Suspicion about Prime Minister Shinzo Abe’s alleged favoritism toward school operator Kake Gakuen deepened further on Friday after a potentially compromising document was unearthed at the agriculture ministry.
The discovery gives further credibility to a similar document that was first reported by the daily Asahi Shimbun on Tuesday. Ehime Gov. Tokihiro Nakamura has claimed that the document obtained by Asahi was drafted by a prefectural official on April 2015 but the prefecture doesn’t have a copy because it was written simply as a memo and was later discarded.
The latest file found at the agriculture ministry, obtained by The Japan Times, said that Abe was behind a deregulation project which gave the green light to a school operator run by his close friend to build a new veterinary department in Imabari, Ehime Prefecture.
Agriculture minister Ken Saito disclosed the existence of the document during a regular news conference.
The two documents are almost identical, except for the date and the last paragraph. The document found at the agriculture ministry was dated April 3, 2015, one day after one of Abe’s top secretaries reportedly met Ehime and Imabari officials at the Prime Minister’s Office and the last paragraph is slightly shorter than that of the document reported by Asahi. The Asahi copy was dated April 13 of the same year.
The document found at the agriculture ministry is an earlier version and the Asahi copy is a revised version prepared as briefing material for Nakamura, he said later on Friday according to Kyodo News.
Currently the Ehime government doesn’t have copies of either of the two documents.
The two documents both quoted Tadao Yanase, then one of Abe’s executive assistants, as saying that Kake Gakuen’s bid to win a government approval to open a new veterinary department at one of its universities as “the prime minister’s matter.” Yanase made the remark during a meeting with Ehime prefectural and Imabari city officials at the Prime Minister’s Office on April 2, 2015, they said.
An agricultural ministry official who is in charge of legislation pertaining to veterinarians had the document. Ehime prefectural officials are believed to have given a copy to the ministry to lobby for Kake Gakuen’s plan.
According to the documents, Yanase also gave detailed advice to support Kake Gakuen’s bid to open a veterinary department in a deregulation zone in Imabari.

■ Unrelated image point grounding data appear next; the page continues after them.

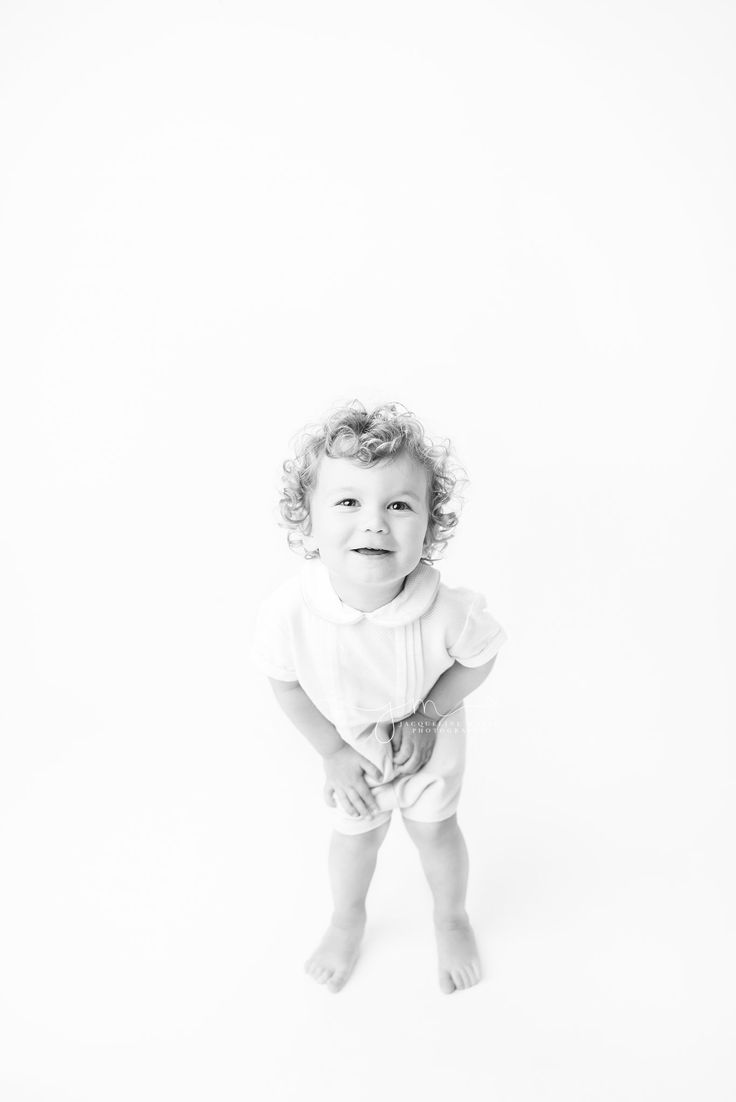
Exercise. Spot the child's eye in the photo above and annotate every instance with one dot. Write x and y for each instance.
(348, 499)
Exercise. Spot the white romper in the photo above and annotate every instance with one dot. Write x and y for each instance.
(366, 670)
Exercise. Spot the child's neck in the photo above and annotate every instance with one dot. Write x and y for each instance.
(365, 600)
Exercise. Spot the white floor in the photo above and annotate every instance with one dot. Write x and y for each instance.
(153, 932)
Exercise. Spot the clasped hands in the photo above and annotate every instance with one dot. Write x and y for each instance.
(412, 739)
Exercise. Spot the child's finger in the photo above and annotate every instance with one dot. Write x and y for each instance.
(403, 755)
(356, 797)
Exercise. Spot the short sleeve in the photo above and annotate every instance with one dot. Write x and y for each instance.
(271, 649)
(482, 636)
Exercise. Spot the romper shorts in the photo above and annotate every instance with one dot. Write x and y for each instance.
(428, 796)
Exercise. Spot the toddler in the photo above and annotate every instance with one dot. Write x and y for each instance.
(371, 657)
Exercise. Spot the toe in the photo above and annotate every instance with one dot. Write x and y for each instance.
(446, 983)
(337, 981)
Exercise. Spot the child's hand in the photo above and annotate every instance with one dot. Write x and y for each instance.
(413, 742)
(345, 785)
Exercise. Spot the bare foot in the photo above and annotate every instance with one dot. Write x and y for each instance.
(457, 954)
(334, 958)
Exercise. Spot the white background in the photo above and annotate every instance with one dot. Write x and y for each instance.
(219, 220)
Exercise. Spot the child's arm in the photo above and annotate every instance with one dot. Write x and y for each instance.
(305, 715)
(345, 768)
(452, 687)
(414, 736)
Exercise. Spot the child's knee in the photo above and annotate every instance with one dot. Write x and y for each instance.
(364, 840)
(431, 833)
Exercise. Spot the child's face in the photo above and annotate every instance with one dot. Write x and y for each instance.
(383, 506)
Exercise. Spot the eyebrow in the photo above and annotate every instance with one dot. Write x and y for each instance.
(400, 493)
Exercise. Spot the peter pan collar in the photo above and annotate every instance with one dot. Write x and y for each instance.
(413, 601)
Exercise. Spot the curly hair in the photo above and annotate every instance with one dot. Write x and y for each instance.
(367, 439)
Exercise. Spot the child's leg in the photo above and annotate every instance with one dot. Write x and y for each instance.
(352, 865)
(444, 857)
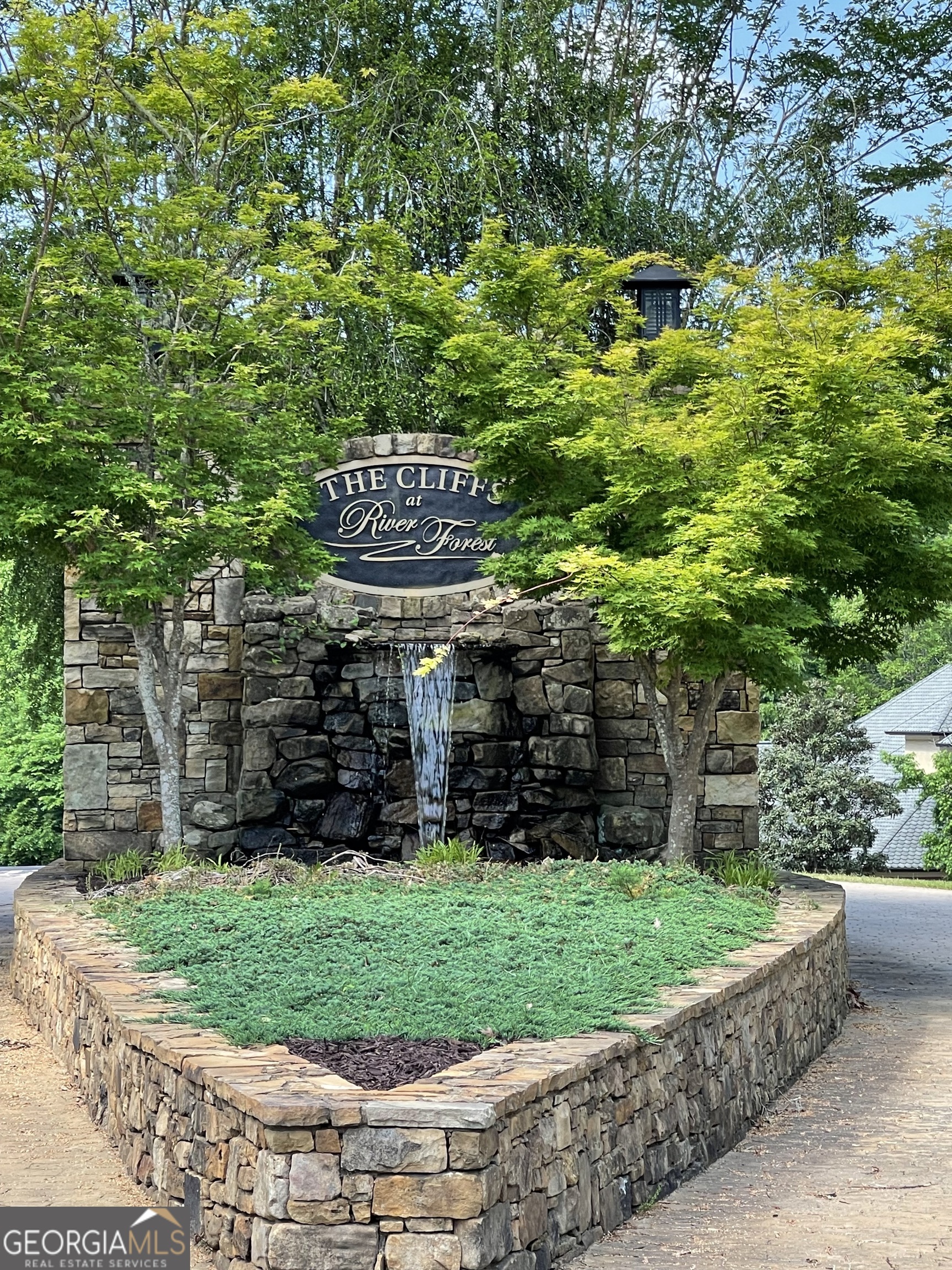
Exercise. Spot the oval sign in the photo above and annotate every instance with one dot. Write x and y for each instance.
(408, 525)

The files have reignited public suspicion that Abe might have favored Kake Gakuen because it was chaired by Kotaro Kake, one of Abe’s closest friends. Kake Gakuen is known as Kake Educational Institution in English.
Yanase has maintained he does not remember meeting Ehime prefectural and Imabari city officials, and that it was “inconceivable” for him to have made such a comment about the Kake Gakuen project. Abe has strongly denied using his influence to favor Kake Gakuen in the deregulation project and said he believes Yanase.
Further cementing Ehime Prefecture’s allegation, the Yomiuri Shimbun’s Thursday evening edition reported that it had contacted an individual who attended the 2015 meeting. The story quoted the anonymous official as saying that Yanase did, in fact, call Kake Gakuen’s application for deregulation “the prime minister’s matter.”
“I don’t know why he (said that), but we felt (he was) very positive about” promoting the deregulation project, the Yomiuri quoted the person as saying.
The latest revelations have given more ammunition to opposition lawmakers, who claim that Yanase lied to defend the prime minister.
In general, a written record is considered more credible in court than a testimony solely based on a person’s memory. The documents, meanwhile, were allegedly drafted in 2015, long before the Kake Gakuen scandal began to draw intense public scrutiny in May last year.
During a regular news conference Friday, Chief Cabinet Secretary Yoshihide Suga declined to comment when asked which side should be believed — the two documents or Yanase’s statement.
“The government is not in a position to make a comment on things like that,” Suga said. But he also added that “it is important for the government to make efforts not to arouse any public suspicion.”